Bien que la France n’ait plus l’usage du franc, elle demeure dans la zone franc, puisque la monnaie des colonies françaises d’Afrique (CFA) créée en 1945 et devenue Franc de la communauté financière africaine en 1959 est toujours garantie par le trésor public français. La France garde donc la haute main sur cette monnaie qui lie 14 pays d’Afrique occidentale et centrale. Le ministre français de l’Economie et des finances, Thierry Breton, est allé faire le point de la situation avec ses homologues africains, les gouverneurs des banques centrales et les différents présidents des institutions financières rattachées au franc CFA. Thierry Breton avait également pour mission de défendre une idée chère au président français Jacques Chirac qui concerne la taxation des billets d’avion pour financer les programmes de santé en Afrique.
L’idée « petit à petit fait son chemin » affirme Thierry Breton qui promet de soumettre le projet aux pays riches et industrialisés membres du G8. Selon les autorités françaises cette taxation internationale sur les transports aériens devrait « assurer un financement sur le long terme ». Les potentiels bénéficiaires ont naturellement manifesté un grand intérêt pour ce projet français, mais n’ont pas perdu de vue les principaux thèmes à l’ordre du jour de la rencontre de Cotonou qui portent « la micro finance et les transferts financiers des migrants, la convergence des politiques économiques, le secteur bancaire et le financement de l’économie, l’agenda 2005 en matière de développement et la préparation des assemblées annuelles du FMI et de la Banque mondiale ». Une petite journée de communications diverses et les argentiers de la zone franc se sont félicités « de la reprise économique » qui se manifeste par « une croissance de plus de 5% en 2004 » dans l’ensemble de la zone.

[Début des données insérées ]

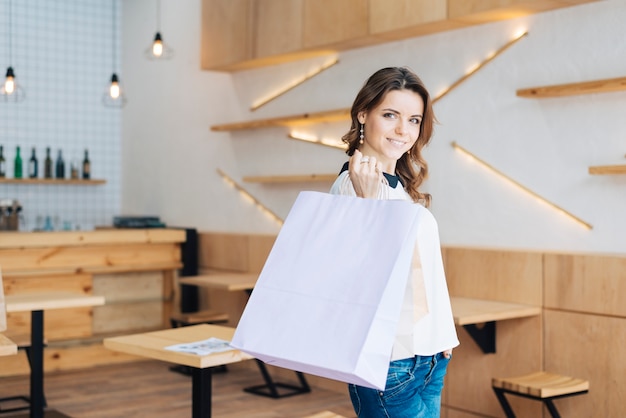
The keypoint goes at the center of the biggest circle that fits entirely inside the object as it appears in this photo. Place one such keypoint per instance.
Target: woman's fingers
(365, 172)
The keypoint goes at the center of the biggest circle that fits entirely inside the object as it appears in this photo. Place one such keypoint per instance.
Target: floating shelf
(608, 169)
(289, 121)
(572, 89)
(91, 182)
(291, 178)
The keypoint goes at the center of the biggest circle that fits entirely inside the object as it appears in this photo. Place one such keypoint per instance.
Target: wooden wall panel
(226, 36)
(589, 347)
(586, 283)
(278, 27)
(518, 351)
(328, 22)
(223, 251)
(236, 252)
(389, 16)
(506, 276)
(259, 248)
(3, 312)
(134, 302)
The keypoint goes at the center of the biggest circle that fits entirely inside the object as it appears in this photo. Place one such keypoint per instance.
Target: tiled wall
(63, 53)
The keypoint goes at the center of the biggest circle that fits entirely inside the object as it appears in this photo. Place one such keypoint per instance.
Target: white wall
(171, 156)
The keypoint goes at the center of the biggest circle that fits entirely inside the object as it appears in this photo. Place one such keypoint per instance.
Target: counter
(133, 269)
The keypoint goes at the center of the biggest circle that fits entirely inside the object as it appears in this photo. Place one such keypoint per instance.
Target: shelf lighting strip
(295, 83)
(468, 74)
(521, 186)
(315, 140)
(476, 68)
(251, 198)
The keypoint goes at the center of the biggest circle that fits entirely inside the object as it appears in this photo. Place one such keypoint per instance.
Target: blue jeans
(413, 390)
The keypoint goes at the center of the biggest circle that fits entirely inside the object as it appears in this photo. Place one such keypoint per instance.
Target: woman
(392, 121)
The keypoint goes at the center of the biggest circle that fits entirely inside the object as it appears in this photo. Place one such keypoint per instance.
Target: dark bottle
(47, 171)
(3, 163)
(60, 166)
(86, 166)
(33, 166)
(17, 166)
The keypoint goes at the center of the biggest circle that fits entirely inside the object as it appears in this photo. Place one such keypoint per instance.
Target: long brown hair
(411, 167)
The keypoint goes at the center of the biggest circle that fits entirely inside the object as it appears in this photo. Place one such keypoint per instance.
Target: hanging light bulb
(114, 94)
(11, 90)
(9, 84)
(159, 50)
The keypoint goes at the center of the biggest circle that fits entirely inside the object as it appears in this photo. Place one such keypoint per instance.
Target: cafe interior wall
(62, 55)
(171, 157)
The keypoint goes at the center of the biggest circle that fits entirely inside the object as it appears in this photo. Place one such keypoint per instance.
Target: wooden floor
(150, 389)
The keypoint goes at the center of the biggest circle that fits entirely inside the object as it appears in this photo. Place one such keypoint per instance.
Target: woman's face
(392, 127)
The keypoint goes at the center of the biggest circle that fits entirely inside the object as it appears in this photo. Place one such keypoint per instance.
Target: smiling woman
(392, 121)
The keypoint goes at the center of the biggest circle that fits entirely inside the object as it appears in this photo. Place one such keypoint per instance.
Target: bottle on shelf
(17, 165)
(3, 163)
(86, 166)
(47, 172)
(60, 166)
(33, 165)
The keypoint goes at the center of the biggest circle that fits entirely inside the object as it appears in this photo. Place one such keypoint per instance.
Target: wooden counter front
(133, 269)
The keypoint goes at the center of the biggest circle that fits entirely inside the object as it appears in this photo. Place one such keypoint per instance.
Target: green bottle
(17, 167)
(3, 171)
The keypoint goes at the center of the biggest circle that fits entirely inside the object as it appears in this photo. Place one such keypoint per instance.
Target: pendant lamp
(114, 94)
(159, 50)
(11, 90)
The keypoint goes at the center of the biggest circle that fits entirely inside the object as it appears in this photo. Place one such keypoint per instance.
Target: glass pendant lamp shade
(11, 91)
(159, 50)
(114, 94)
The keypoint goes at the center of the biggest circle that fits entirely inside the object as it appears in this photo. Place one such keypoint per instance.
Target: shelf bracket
(484, 335)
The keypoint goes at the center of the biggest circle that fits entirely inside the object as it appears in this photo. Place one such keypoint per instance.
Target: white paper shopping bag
(329, 296)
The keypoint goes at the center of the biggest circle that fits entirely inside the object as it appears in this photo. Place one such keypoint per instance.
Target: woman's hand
(365, 175)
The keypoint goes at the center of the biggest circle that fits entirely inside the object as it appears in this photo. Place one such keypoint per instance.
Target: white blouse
(435, 332)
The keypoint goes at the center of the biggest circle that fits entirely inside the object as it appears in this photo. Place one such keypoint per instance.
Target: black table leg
(201, 393)
(270, 388)
(36, 367)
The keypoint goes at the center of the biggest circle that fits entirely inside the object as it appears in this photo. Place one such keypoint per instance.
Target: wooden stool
(541, 386)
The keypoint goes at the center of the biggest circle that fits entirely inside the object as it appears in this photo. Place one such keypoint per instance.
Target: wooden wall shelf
(572, 89)
(291, 178)
(608, 169)
(91, 182)
(289, 121)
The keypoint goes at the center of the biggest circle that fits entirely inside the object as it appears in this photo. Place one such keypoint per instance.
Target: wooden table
(152, 345)
(7, 347)
(36, 303)
(469, 312)
(233, 282)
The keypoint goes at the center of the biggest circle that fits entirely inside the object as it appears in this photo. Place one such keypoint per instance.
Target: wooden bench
(541, 386)
(325, 414)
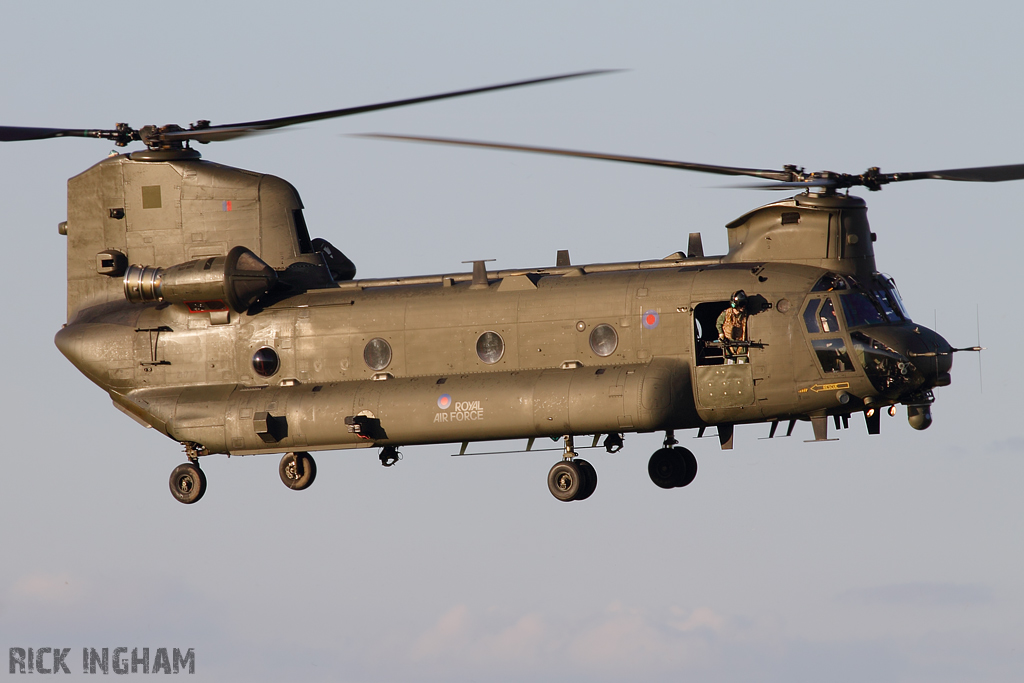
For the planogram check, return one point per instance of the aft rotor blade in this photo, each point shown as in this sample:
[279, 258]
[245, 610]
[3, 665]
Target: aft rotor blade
[978, 174]
[688, 166]
[229, 131]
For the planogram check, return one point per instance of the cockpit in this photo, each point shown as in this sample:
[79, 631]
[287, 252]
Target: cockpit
[881, 341]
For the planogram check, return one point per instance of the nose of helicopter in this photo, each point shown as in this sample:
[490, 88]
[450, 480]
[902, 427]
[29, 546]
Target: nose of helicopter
[927, 360]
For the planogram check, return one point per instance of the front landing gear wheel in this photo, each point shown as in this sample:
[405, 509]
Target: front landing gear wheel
[670, 468]
[297, 470]
[589, 484]
[565, 480]
[187, 483]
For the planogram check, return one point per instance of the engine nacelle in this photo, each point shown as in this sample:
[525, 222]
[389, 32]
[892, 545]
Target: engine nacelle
[233, 281]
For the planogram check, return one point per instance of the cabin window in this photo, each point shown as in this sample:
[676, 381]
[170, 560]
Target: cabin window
[603, 340]
[489, 347]
[811, 316]
[827, 316]
[265, 361]
[832, 354]
[377, 353]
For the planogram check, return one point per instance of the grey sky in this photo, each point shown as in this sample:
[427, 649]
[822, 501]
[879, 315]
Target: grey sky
[896, 557]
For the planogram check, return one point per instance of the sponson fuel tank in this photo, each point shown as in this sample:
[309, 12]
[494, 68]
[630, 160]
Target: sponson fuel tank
[244, 420]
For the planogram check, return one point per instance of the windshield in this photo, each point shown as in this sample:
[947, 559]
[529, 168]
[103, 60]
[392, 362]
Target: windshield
[873, 307]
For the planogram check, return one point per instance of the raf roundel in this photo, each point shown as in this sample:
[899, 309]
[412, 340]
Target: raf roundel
[650, 319]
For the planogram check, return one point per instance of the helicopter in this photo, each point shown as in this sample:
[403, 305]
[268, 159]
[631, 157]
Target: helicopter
[198, 301]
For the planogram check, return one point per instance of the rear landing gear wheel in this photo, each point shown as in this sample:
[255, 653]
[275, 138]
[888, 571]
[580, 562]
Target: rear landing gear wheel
[689, 469]
[671, 468]
[297, 470]
[187, 483]
[565, 480]
[589, 484]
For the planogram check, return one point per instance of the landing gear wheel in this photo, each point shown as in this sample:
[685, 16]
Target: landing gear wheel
[187, 483]
[665, 468]
[589, 484]
[564, 480]
[297, 470]
[689, 467]
[671, 468]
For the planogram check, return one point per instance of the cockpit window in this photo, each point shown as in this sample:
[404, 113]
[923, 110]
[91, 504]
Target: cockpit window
[829, 283]
[891, 310]
[827, 316]
[832, 354]
[889, 372]
[889, 285]
[862, 308]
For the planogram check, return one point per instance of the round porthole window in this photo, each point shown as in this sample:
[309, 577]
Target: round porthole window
[377, 353]
[603, 340]
[265, 361]
[491, 347]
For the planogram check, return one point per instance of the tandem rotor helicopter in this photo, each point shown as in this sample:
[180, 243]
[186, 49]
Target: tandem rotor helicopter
[199, 302]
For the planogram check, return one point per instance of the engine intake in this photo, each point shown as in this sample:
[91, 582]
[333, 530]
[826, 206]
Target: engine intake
[236, 281]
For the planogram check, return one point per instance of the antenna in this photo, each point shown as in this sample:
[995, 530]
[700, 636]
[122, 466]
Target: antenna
[977, 323]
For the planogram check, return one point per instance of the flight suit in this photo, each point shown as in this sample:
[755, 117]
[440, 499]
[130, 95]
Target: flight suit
[732, 325]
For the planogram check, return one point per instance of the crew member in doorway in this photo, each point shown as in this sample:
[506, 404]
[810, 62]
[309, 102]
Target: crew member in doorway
[732, 327]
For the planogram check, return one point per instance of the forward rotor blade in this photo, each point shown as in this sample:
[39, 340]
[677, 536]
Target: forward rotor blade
[230, 131]
[978, 174]
[17, 133]
[826, 182]
[688, 166]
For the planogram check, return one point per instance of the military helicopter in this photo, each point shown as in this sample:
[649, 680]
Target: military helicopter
[199, 302]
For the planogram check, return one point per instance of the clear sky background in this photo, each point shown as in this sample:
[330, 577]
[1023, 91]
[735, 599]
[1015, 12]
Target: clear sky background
[895, 557]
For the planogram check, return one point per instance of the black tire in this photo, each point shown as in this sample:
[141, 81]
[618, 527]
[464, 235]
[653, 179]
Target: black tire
[665, 468]
[688, 466]
[589, 484]
[564, 480]
[187, 483]
[297, 470]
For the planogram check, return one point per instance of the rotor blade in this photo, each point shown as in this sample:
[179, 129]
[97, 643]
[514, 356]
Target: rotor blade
[16, 133]
[229, 131]
[825, 182]
[978, 174]
[688, 166]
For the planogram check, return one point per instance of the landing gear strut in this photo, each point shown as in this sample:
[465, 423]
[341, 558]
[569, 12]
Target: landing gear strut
[672, 466]
[389, 456]
[573, 478]
[297, 470]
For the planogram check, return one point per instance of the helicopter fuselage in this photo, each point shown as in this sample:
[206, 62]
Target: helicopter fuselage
[530, 353]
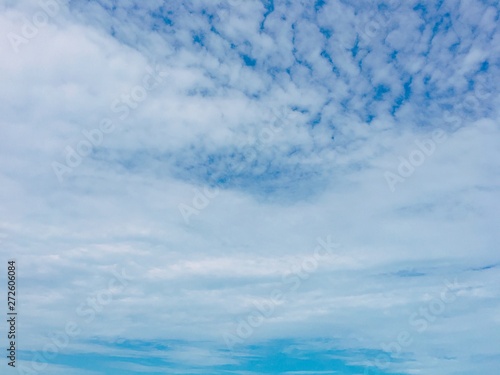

Comment regagner le terrain perdu
La présence du ministre français de l’Economie et des finances n’est pas anodine dans ce contexte. En effet, depuis quelques années, les échanges entre la France et les pays de la zone franc sont en baisse régulière. Seulement deux pays, le Burkina Faso et la Guinée équatoriale ont vu leurs importations de produits français croître de 95%. Malgré une baisse de plus de 15%, la Côte d’Ivoire est le premier pays de la zone à consommer français avec 560 millions d’euros d’importation, devant le Cameroun, 514 millions, le Sénégal 505 millions, le Gabon, 346 millions, le Congo, 220 millions, le Bénin 209 millions. Par ailleurs, les exportations vers la France, essentiellement dominées par des produits agroalimentaires, ont aussi enregistré en 2004 une baisse de 13,8% par rapport aux chiffres déjà en recul en 2003 de 1,42 milliard d’euros. La Côte d’ivoire, le Cameroun, le Gabon, le Sénégal, le Congo concentrent à eux-seuls 90% des importations françaises en provenance des 14 pays de la zone franc.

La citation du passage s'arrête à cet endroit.